The second big problem for the Soul Narrative is the problem of minds without brains.  As Cave indicates, we can recognize this problem from our common experience.  We can also recognize it more precisely from our modern knowledge of the brain and neuroscience.

By common experience, we know that we can lose consciousness from physical injury, and we know that we can alter consciousness from the effects of drugs (such as alcohol).  Thus it seems that our conscious minds are so dependent on our healthy bodily functioning that our minds could not survive bodily death.

Modern neuroscience reinforces this common experience by explaining how specific kinds of injuries or malfunctioning of the brain can cause loss or disturbance of mental activity, which thus casts doubt on the doctrine of the soul as immaterial.  Cave observes: "The crux of the challenge is this: those who believe that the soul could preserve these abilities after the total destruction of the brain in death must explain why the soul cannot preserve these abilities when only a small portion of the brain is destroyed" (186).  For example, "if blind people have a soul that can see, why are they blind?"

The most common objection to this kind of reasoning is that the emergence of mind in the brain is fundamentally mysterious, because the subjective experience of self-conscious awareness is not objectively observable.  I have direct access to my subjective mental experience but not to yours.  With the help of neuroscience and neuroimaging, I might observe the neural activity of your brain.  But I will never directly observe your subjective mental experience--what you are thinking, feeling, desiring, or remembering right now.  Consequently, it is great mystery to explain how matter can think.  And this leads some people to conclude that thinking is essentially immaterial and thus not completely dependent on the brain.

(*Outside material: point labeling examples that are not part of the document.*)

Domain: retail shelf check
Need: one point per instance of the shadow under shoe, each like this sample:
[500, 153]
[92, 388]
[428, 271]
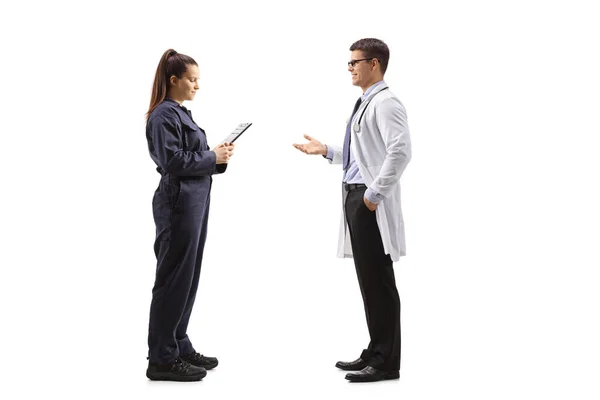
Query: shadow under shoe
[179, 370]
[355, 365]
[200, 360]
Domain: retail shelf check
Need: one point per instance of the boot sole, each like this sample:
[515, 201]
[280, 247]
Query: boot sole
[390, 376]
[166, 376]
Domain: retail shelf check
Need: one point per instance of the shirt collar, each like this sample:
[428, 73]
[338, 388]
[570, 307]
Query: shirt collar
[371, 88]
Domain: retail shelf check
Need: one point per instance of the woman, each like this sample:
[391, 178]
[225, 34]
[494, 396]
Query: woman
[180, 205]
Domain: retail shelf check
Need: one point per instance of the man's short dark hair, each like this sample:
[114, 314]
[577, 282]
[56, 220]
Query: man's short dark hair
[373, 48]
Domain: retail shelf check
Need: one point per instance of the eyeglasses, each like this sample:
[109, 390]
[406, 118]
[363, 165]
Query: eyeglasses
[352, 63]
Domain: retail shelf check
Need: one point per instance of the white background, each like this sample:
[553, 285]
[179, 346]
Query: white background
[499, 288]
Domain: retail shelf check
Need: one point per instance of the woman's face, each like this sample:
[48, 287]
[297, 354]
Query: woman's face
[186, 87]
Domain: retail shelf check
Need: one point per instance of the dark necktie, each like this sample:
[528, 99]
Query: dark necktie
[347, 137]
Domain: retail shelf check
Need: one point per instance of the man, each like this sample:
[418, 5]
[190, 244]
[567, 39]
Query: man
[375, 153]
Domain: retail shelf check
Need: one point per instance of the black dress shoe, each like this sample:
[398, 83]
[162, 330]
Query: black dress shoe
[179, 370]
[200, 360]
[355, 365]
[370, 374]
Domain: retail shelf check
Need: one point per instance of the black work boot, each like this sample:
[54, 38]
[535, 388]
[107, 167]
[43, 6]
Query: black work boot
[200, 360]
[179, 370]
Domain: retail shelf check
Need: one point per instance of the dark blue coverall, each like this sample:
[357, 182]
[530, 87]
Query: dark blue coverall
[180, 206]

As Cave suggests, the proper response to this objection is to say while a brain producing a mind is mysterious, an immaterial soul moving a material brain is even more mysterious.  And an immaterial soul producing all of our mental activity without any bodily support is utterly baffling.

If the Soul Narrative is just as dubious as the Staying Alive Narrative and the Resurrection Narrative, then we might wonder whether the only way to achieve immortality is to live on in the minds or bodies of our posterity--the Legacy Narrative.

To be continued . . .

Some of the points in this post have been elaborated in other posts here, here, here, here, here, here, and here,.

2 comments:

Alexander Gieg said...

"And yet, if each reincarnation is to provide reward or punishment for how each soul has lived its previous life (...)"

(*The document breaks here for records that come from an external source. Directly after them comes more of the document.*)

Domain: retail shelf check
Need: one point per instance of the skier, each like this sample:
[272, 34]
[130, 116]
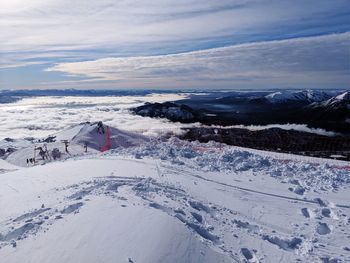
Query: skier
[100, 128]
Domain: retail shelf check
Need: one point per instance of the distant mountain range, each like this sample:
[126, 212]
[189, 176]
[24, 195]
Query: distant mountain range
[317, 109]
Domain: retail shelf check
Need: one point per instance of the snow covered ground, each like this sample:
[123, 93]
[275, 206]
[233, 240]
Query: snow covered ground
[171, 201]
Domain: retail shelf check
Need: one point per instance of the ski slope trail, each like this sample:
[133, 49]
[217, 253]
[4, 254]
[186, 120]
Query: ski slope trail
[118, 208]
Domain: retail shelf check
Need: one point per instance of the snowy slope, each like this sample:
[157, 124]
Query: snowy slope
[177, 201]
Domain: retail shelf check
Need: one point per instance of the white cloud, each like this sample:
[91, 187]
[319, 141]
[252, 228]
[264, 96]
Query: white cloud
[41, 116]
[318, 60]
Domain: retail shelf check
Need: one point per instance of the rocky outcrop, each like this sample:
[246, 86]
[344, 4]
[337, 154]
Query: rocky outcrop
[169, 110]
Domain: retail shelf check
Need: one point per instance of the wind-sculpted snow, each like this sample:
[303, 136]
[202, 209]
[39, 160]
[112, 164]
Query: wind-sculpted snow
[239, 214]
[221, 158]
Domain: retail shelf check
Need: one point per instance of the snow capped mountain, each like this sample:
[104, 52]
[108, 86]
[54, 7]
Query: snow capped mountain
[299, 96]
[341, 101]
[172, 201]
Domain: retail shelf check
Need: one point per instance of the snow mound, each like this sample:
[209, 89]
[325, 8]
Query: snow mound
[216, 157]
[111, 137]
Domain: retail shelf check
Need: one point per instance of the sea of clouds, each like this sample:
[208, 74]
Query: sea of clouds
[42, 116]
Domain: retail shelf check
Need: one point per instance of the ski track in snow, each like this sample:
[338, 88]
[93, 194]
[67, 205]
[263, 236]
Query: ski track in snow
[198, 216]
[243, 231]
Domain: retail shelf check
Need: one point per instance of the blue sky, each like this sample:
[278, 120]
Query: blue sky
[166, 44]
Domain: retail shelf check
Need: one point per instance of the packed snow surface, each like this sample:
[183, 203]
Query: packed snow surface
[171, 201]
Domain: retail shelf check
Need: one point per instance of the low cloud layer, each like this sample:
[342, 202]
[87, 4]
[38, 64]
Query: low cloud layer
[323, 61]
[41, 116]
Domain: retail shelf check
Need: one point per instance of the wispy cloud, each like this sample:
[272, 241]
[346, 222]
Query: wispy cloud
[321, 60]
[138, 32]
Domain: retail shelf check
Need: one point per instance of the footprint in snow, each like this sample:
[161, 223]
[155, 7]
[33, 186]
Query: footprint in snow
[305, 212]
[323, 229]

That's an incorrect take on Buddhism. Buddhism doesn't have souls, it have some more or less non-material (according the modern concept of matter) substrates that compose a person but those aren't a soul, they're more like matter too: bits of action, pieces of memories etc. When the person dies those elements disaggregate and the individual dies. Completely.

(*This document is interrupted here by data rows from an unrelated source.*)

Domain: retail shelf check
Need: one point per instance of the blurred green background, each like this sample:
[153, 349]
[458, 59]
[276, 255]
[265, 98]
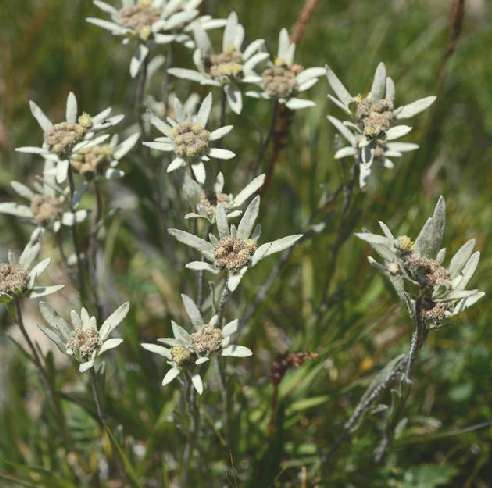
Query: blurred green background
[47, 49]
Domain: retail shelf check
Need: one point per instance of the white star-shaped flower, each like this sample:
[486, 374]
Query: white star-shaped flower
[188, 139]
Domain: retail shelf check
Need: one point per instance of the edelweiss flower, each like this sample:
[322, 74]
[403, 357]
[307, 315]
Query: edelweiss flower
[372, 130]
[283, 79]
[188, 351]
[83, 340]
[205, 200]
[442, 289]
[188, 139]
[236, 250]
[92, 162]
[161, 21]
[228, 67]
[17, 279]
[46, 205]
[68, 137]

However the material and semi-material pieces continue being recycled into other people, and thus it might happen that someone (or more than one person) will inherit part of your decomposed body matter, another(s) will inherit parts of your decomposed memory, another(s) parts of your actions etc. But those people aren't you in any essential way.

Thus it isn't you who are rewarded or punished. In fact these concepts don't make sense in Buddhism. What happens is only that what you started continues having consequences, and these carry on, and carry on, and carry on. Hence the need to make sure such consequences are good ones: so that they benefit other beings. For you yourself won't be around to see any of it.

There are some additional subtleties, but the above has the gist of it.

PS.: Your original description is more or less valid of Hinduism though.

Gene Callahan said...

"And what exactly will my soul in the afterlife do for eternity? Augustine says that the souls in Heaven will contemplate God. Won't they eventually grow tired of this beatific vision?"

Eternity is not a long, long period of time!